In this case the Adjudication Officer held that the dismissal was procedurally unfair and awarded compensation.
It is important for employers to remember that procedural fairness is an inherent part of dealing with any disciplinary matter.
This issue also arose in case ADJ-00022531 where the Adjudication Officer in that case specifically set out the Code of Practice on Grievance and Disciplinary Procedures S.I. No.146 of 2000 which states that the procedure for dealing with such issues reflecting the various circumstances for enterprises and organisations must comply with the general principles of natural justice and fair procedures which include that that employees grievance are fairly examined and processed, that details of any allegation or complaint are put to the employee concerned, that the employee concerned is given an opportunity to respond fully to any such allegation or complaint and that the employee concerned is given the opportunity to avail of the right to be represented during the process.

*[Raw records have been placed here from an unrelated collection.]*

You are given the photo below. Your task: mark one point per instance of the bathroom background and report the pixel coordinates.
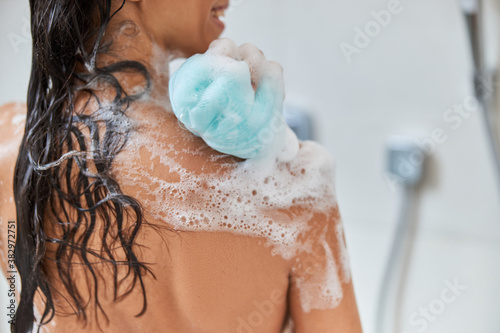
(403, 82)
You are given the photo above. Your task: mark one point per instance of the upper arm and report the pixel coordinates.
(321, 295)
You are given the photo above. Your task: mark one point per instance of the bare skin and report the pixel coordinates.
(205, 281)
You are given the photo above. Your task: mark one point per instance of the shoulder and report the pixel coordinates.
(12, 119)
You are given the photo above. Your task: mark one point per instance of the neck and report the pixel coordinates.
(131, 43)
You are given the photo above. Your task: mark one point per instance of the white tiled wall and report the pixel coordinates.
(402, 83)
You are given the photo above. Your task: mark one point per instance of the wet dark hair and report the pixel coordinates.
(62, 176)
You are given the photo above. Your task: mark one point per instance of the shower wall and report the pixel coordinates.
(364, 75)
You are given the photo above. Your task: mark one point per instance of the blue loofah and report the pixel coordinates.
(212, 96)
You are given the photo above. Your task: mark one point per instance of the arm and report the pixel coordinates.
(321, 295)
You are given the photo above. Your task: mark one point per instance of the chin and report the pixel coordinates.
(198, 48)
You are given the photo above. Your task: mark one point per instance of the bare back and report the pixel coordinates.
(206, 280)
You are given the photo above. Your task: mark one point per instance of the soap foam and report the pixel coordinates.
(257, 197)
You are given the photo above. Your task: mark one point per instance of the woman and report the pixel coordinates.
(126, 222)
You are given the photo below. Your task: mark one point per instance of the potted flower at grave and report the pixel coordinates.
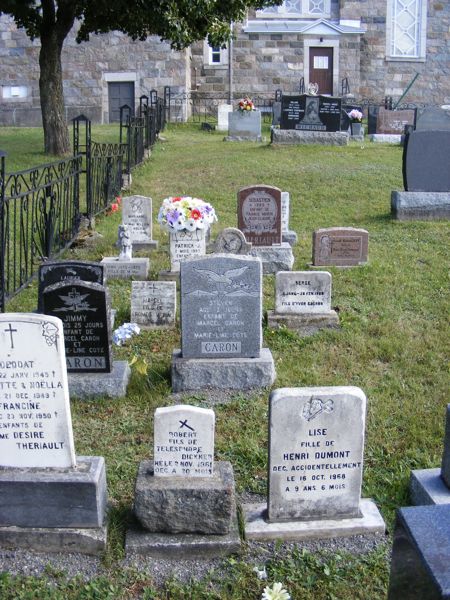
(355, 117)
(187, 220)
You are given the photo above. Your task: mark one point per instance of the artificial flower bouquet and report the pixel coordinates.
(178, 213)
(246, 104)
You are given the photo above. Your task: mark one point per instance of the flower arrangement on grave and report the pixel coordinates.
(178, 213)
(246, 104)
(355, 116)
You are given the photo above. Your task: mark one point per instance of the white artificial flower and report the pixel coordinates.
(276, 592)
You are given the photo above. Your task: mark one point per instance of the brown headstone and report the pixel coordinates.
(340, 246)
(259, 214)
(394, 121)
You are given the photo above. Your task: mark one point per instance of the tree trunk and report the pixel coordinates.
(56, 133)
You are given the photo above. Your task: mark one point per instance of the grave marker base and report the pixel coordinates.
(125, 269)
(305, 137)
(190, 374)
(73, 498)
(62, 540)
(257, 528)
(420, 206)
(274, 258)
(91, 385)
(426, 486)
(304, 324)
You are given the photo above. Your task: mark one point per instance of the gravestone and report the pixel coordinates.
(421, 554)
(63, 270)
(316, 445)
(221, 333)
(259, 218)
(303, 302)
(287, 235)
(125, 266)
(84, 309)
(244, 126)
(432, 118)
(340, 247)
(137, 217)
(184, 501)
(231, 241)
(223, 110)
(432, 486)
(426, 161)
(50, 500)
(153, 303)
(311, 113)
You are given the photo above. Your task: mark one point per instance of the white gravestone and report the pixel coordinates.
(35, 420)
(315, 453)
(184, 441)
(153, 303)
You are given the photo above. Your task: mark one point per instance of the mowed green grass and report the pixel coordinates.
(393, 344)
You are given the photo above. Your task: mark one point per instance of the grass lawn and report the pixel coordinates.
(393, 345)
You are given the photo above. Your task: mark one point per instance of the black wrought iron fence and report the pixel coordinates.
(39, 217)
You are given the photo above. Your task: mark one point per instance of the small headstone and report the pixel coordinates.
(223, 110)
(221, 307)
(426, 161)
(125, 244)
(153, 303)
(183, 442)
(50, 500)
(394, 121)
(186, 244)
(84, 309)
(63, 270)
(244, 126)
(231, 241)
(421, 554)
(311, 113)
(137, 217)
(315, 453)
(433, 118)
(259, 214)
(340, 246)
(35, 421)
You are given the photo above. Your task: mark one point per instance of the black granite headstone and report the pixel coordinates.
(433, 118)
(63, 270)
(311, 113)
(420, 567)
(426, 161)
(84, 309)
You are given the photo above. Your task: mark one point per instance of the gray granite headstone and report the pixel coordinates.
(300, 292)
(445, 469)
(433, 118)
(421, 554)
(231, 241)
(259, 214)
(221, 307)
(426, 161)
(316, 444)
(63, 270)
(183, 441)
(153, 303)
(84, 308)
(35, 421)
(340, 246)
(137, 216)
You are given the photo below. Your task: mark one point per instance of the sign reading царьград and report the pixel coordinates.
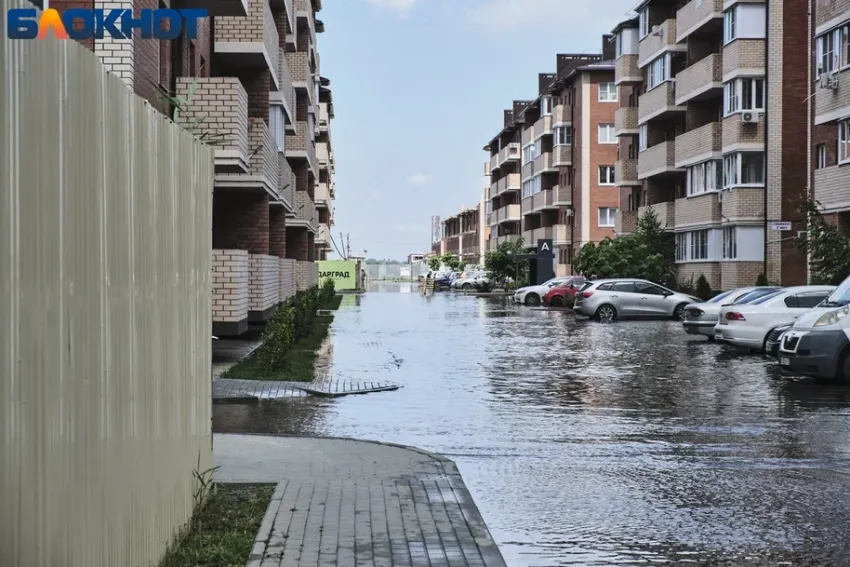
(342, 272)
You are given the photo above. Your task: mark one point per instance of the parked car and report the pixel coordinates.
(533, 294)
(558, 295)
(818, 345)
(749, 325)
(701, 318)
(608, 300)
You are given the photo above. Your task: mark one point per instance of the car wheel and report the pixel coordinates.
(606, 314)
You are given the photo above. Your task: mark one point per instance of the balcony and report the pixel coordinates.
(626, 222)
(744, 56)
(626, 70)
(219, 106)
(695, 15)
(658, 102)
(248, 42)
(698, 211)
(703, 79)
(656, 44)
(625, 173)
(699, 144)
(625, 121)
(658, 159)
(665, 212)
(740, 135)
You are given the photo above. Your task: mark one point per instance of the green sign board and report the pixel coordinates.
(342, 272)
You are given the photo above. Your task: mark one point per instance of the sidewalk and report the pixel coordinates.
(349, 503)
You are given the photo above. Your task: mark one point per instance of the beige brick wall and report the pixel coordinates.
(696, 212)
(219, 106)
(231, 295)
(287, 278)
(264, 282)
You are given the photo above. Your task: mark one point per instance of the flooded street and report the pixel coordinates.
(589, 444)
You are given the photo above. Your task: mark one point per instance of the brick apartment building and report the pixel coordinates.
(253, 75)
(552, 166)
(830, 99)
(713, 114)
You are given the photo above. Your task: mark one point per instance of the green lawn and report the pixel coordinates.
(224, 530)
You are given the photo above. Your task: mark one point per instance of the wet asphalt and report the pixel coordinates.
(590, 444)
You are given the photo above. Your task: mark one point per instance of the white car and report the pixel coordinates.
(750, 325)
(533, 294)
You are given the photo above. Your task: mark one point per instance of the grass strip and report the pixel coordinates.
(224, 530)
(301, 360)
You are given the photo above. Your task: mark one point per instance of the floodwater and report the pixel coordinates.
(589, 444)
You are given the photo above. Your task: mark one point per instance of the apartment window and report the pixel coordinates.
(730, 25)
(705, 177)
(658, 72)
(681, 246)
(699, 245)
(563, 135)
(606, 134)
(643, 21)
(844, 141)
(730, 243)
(607, 217)
(607, 92)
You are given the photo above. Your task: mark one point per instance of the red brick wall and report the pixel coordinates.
(241, 220)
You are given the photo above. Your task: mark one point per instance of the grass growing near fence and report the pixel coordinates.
(224, 529)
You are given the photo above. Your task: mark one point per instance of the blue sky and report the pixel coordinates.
(419, 87)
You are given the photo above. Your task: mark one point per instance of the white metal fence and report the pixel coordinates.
(105, 314)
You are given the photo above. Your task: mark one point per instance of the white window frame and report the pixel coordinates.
(730, 243)
(611, 214)
(608, 93)
(608, 128)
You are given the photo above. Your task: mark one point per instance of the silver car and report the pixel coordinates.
(608, 300)
(700, 318)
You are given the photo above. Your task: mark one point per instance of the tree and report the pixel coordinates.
(828, 250)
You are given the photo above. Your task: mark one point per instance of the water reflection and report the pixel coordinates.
(587, 444)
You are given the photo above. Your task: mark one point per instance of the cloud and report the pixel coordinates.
(505, 15)
(400, 7)
(418, 179)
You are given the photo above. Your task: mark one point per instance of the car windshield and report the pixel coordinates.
(840, 297)
(721, 297)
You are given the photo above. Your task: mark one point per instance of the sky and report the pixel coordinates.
(419, 87)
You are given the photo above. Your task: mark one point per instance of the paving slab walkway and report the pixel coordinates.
(349, 503)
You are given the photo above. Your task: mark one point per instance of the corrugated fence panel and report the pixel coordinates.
(105, 312)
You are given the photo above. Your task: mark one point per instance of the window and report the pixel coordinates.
(730, 243)
(699, 245)
(658, 71)
(705, 177)
(607, 217)
(844, 141)
(563, 135)
(607, 92)
(643, 21)
(730, 25)
(743, 94)
(820, 156)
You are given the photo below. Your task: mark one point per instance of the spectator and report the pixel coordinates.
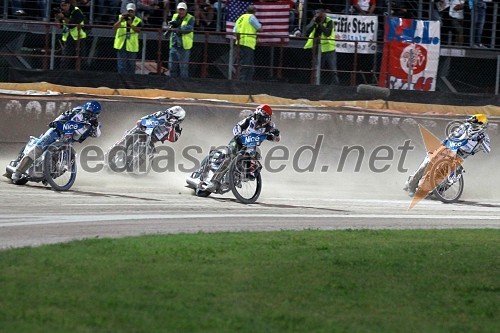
(294, 13)
(364, 7)
(127, 29)
(17, 8)
(247, 26)
(399, 9)
(457, 17)
(106, 11)
(72, 20)
(321, 28)
(478, 8)
(181, 41)
(147, 8)
(222, 13)
(204, 15)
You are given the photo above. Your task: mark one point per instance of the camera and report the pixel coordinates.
(173, 24)
(56, 10)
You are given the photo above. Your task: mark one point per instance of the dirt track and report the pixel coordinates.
(331, 196)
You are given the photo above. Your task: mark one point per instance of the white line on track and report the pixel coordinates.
(19, 220)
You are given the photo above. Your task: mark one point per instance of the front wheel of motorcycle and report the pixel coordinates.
(245, 184)
(117, 159)
(445, 188)
(59, 167)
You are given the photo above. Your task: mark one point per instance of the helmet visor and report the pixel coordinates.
(262, 119)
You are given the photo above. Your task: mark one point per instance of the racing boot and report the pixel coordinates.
(21, 168)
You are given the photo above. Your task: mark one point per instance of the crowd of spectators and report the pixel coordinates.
(456, 16)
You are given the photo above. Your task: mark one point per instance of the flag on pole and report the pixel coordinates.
(274, 16)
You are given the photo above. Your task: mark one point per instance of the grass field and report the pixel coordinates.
(304, 281)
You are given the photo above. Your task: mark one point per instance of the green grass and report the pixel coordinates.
(309, 281)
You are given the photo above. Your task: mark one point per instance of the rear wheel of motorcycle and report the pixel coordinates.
(245, 186)
(201, 193)
(21, 181)
(117, 159)
(59, 167)
(443, 191)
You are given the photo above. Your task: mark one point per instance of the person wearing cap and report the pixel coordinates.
(321, 30)
(247, 26)
(72, 21)
(181, 41)
(126, 42)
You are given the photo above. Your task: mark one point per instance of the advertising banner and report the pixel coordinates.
(411, 54)
(355, 28)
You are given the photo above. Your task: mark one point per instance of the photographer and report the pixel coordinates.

The Adjudication Officer in that case quoted the case of Magill -v- Thompkins Limited UD1665/2012 where the EAT determined that the dismissal was unfair because:
“She was denied due process, and indeed, any process, was not given any details of the complaint against her and had no opportunity to defend herself. Instead, the termination of her employment was presented to her as a fait accompli’’.
In this particular case the employee was called to a meeting without notice and was told there was no requirement for a shop steward. A letter was read to her by the coordinator. She was not advised of a right of appeal. The hearing was conducted by the CEO who had been a party to the decision to dismiss. The Adjudication Officer quoted the case of the Labour Court in John Cassey -v- A Worker CD/05/596 which stated:
“It is not acceptable for the company to send for an individual without indicating the seriousness of the meeting… and then to summerly dismiss that person’’.
The Adjudication Officer held that the process utilised was fundamentally flawed on many levels. The employee was not given a notice of a disciplinary hearing, was not advised of the seriousness of the complaint, was not allowed representation at the hearing and was not advised of the details of the complaint, and was not given an opportunity to respond and was not advised of her right to appeal.
*Before acting or refraining from acting on anything in this guide, legal advice should be sought from a solicitor.
**In contentious cases, a solicitor may not charge fees or expenses as a portion or percentage of any award of settlement.